Despite the lack of a clear cholera goddess (Ola Devi was at times invoked, but it seems that her remit was much larger than just one disease), there were several local responses to cholera. In some places, cholera was seen as result of divine wrath like in Bundlekand where its outbreak in 1817 was reasoned to be the result of the British troops eating beef and defiling the sacred grove of Hurdou Lal, the son of a local raja. Subsequently, Hurdou Lal was worshipped as a local deity.
In other places varied local religious explanations were sought, and in northern Konkan even Christians developed some local ritual, much to the chagrin of their local Catholic priest who saw idolatry in it. In some parts of northern India, some human ‘scapegoat,’ like a chamar or prostitute was also cast out of the village in order to placate deities and as a protection against the disease.
In terms of medical help, with the absence of a clear cure, Indian preferred their own methods than any recourse to Western medicine. In Madras for example, the several temporary hospitals set up by the government in 1819 went empty because, as noted by the Medical Board, locals ”evinced a great reluctance to reside in them even for a day.” In the Punjab, it was noted that a lot of people hid the incidence of cholera within their families for fear of being quarantined.
Cholera eventually declined in British India, though mainly in the cities, due to the introduction of better sanitary conditions. In cities like Calcutta where between 1841 and 1865 there were anywhere between 2,000-7,000 deaths per year due to cholera, after the introduction of a new sewage system and piped water in 1869, deaths only crossed 3,000 once till 1900.
Similarly, in the Punjab several measures were taken to improve sanitation leading to a much-reduced death rate. For example, in 1875 bathing on wells was prohibited, while in 1879 the Punjab Sanitary Commissioner directed local officials to keep city wells and tanks lined and clean. By 1908, people were being actively encouraged to drink boiled water.

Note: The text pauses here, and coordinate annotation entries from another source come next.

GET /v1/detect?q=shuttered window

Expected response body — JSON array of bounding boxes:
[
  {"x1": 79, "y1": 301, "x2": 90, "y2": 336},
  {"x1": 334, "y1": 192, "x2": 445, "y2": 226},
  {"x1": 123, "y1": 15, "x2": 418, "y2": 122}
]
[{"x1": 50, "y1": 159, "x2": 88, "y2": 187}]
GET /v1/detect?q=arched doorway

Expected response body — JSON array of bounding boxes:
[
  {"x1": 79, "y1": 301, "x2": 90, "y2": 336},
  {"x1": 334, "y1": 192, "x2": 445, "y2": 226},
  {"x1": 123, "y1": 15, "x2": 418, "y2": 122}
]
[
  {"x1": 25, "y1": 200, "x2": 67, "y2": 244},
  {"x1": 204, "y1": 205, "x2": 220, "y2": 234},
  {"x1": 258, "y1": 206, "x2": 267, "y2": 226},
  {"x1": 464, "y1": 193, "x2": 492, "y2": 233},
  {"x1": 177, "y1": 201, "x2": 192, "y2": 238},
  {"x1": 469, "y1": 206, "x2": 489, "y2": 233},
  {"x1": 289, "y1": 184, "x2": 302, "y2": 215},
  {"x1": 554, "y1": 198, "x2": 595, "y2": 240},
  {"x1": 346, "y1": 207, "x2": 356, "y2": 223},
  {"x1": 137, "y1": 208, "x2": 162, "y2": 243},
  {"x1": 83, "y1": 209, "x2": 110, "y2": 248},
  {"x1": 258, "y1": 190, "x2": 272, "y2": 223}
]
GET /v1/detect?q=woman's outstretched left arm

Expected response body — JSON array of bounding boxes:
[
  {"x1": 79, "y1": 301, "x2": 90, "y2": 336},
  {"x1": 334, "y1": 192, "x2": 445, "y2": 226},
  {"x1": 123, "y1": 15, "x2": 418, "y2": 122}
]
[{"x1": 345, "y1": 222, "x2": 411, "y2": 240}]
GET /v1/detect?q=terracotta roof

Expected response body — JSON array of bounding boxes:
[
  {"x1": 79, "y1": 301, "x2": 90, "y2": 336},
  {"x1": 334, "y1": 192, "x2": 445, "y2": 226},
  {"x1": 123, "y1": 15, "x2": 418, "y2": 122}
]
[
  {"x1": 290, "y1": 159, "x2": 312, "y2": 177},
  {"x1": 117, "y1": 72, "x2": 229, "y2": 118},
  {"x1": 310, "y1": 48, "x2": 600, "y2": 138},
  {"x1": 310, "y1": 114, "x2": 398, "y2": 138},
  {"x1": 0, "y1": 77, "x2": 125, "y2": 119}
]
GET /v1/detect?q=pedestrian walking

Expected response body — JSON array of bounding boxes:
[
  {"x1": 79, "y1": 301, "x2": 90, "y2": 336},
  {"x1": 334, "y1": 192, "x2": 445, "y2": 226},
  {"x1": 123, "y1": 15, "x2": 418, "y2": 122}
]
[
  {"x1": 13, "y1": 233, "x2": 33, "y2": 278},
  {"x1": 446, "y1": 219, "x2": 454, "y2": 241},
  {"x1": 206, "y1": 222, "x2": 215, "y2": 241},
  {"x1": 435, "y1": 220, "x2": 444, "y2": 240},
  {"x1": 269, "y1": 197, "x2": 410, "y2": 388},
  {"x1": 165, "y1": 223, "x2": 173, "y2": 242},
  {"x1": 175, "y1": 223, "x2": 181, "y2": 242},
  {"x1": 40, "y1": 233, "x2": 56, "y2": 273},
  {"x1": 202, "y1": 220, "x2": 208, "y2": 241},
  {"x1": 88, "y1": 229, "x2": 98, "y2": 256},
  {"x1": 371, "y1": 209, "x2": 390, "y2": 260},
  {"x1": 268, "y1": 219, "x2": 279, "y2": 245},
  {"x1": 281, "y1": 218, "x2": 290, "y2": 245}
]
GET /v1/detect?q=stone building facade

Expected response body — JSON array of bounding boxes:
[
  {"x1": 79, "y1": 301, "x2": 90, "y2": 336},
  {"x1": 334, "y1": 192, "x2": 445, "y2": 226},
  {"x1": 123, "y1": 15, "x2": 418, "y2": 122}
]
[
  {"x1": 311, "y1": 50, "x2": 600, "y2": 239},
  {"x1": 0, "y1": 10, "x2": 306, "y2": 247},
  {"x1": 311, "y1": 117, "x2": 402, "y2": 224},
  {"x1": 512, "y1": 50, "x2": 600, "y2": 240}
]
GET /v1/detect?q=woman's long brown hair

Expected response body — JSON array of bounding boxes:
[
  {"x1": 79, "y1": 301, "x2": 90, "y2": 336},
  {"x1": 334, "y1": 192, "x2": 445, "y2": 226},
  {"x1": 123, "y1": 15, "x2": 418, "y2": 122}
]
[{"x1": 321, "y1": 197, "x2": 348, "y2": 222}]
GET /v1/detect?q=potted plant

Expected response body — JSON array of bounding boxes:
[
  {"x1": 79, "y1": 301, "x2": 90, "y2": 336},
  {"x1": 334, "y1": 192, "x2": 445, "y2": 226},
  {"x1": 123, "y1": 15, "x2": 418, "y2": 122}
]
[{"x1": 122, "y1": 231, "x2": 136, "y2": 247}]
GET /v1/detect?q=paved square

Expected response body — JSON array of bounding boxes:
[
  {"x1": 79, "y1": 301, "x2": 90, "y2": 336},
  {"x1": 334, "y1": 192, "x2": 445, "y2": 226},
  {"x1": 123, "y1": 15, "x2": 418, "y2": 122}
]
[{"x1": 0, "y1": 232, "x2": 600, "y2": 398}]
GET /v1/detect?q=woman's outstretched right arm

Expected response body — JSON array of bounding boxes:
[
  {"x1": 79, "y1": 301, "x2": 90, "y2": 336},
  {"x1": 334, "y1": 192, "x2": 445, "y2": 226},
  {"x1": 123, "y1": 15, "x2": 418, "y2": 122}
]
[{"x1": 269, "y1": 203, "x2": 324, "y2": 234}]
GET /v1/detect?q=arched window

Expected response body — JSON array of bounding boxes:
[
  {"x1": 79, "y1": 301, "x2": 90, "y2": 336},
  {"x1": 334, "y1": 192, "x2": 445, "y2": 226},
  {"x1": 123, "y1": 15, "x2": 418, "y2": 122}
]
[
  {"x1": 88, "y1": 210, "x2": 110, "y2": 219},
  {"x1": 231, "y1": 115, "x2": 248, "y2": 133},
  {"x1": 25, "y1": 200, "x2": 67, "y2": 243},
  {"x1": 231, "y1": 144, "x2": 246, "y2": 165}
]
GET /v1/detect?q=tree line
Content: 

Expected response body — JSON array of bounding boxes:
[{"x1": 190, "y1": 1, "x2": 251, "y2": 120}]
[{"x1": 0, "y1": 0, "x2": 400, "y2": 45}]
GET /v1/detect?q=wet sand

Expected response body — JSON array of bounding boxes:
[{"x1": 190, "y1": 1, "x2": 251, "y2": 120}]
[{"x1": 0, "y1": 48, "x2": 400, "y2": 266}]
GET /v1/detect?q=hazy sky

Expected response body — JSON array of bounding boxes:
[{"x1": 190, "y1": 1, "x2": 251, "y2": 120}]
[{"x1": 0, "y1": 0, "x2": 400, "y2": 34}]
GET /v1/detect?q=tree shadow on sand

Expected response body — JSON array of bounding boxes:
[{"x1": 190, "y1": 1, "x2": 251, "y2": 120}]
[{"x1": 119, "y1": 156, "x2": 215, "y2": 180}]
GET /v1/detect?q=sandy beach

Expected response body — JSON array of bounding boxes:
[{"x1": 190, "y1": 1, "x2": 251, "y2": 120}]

But cholera continued to remain a widespread rural phenomenon, despite some improvement in sanitation. It only increased in cities when in years of famine rural populations flocked to the urban centres. In fact, in India, cholera often spiked during famine due to not just unsanitary conditions but also malnutrition and general weak health. This strong connection between disease and social disruptions, sadly, still remains a major cause of its prevalence in South Asia.